The study attempted to observe the selectivity of transfer of chemical species pertinent to a pancreatic islet cell encapsulation device. The complications associated with the availability of such chemical species were also modeled with respect to variation in the parameters of the device. The Type 1 Diabetes model was designed with a cylindrical geometry, and three primary layers consisting of an islet cell containment core, a nanofiber(nylon) mesh layer, and an outer hydrogel layer. The impacts of glucose and oxygen availability on insulin secretion were of specific concern to the study. The hydrogel must be appropriately permeable to the flow of glucose, insulin, and oxygen. These concerns were addressed and studied through the use of COMSOL Multiphysics , a commercial analysis software. A two-dimensional axisymmetric model was implemented in order to observe the diffusivity-driven mass transfer of chemical species, and their associated reactions. The computational modeling approach was chosen in order to study the effect and impact of parameter variation on the efficacy of such a device, and to computationally optimize these parameters. A steady-state study was conducted on the model with concentrations of blood glucose and oxygen as boundary conditions, as well as an insulin concentration of zero at the outermost boundary assuming total insulin removal.

Encapsulated islets under low oxygen conditions showed a loss of viable tissue, and the development of a necrotic core. Using a critical oxygen concentration of 0.001 mM in conjunction with implementing parameter variation against standard model conditions, the critical radiuses before cell death were calculated for several models. For the multiaxial transfer device, the critical radius before the presence of any cell death or necrosis was determined to be 0.00172 m after identifying the key modulator of cell life and insulin production to be oxygen. The same process was repeated with a model in which mass flux was zero at both ends of the device, resulting in a significantly lower critical radius of 0.00122m. Additionally, the computations revealed that insulin concentrations were not strongly modulated by glucose availability. The production of insulin is more heavily influenced, within the steady state conditions after a meal, by local oxygen concentrations. Iterations of the model were repeated with various hydrogels, nanofiber widths, and islet loads in order to identify gelatin as the most efficient hydrogel for insulin flux, and dispersed islets as being necessary for optimal insulin secretion. Validation of the model and results were conducted through comparison to experimental information, as well as through model C which validated the physical approximation of islets being homogeneously distributed within the core.

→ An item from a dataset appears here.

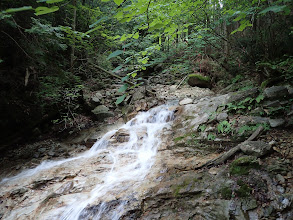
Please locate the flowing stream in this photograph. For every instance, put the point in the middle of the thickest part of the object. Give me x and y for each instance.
(120, 161)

As the efficacy of cell-based diabetes treatments is more seriously considered, the need becomes apparent for the development of computational model such as those implemented in this study, which reveal the impacts of parameters and designs chosen on device efficiencies . Such a model may be implemented in future research of alternate encapsulation methods for Type 1 Diabetes, as well as other disorders as they pertain to the endocrine and hormonal systems. Approaches to address these directional shifts may involve the consideration of additional parameters and domains.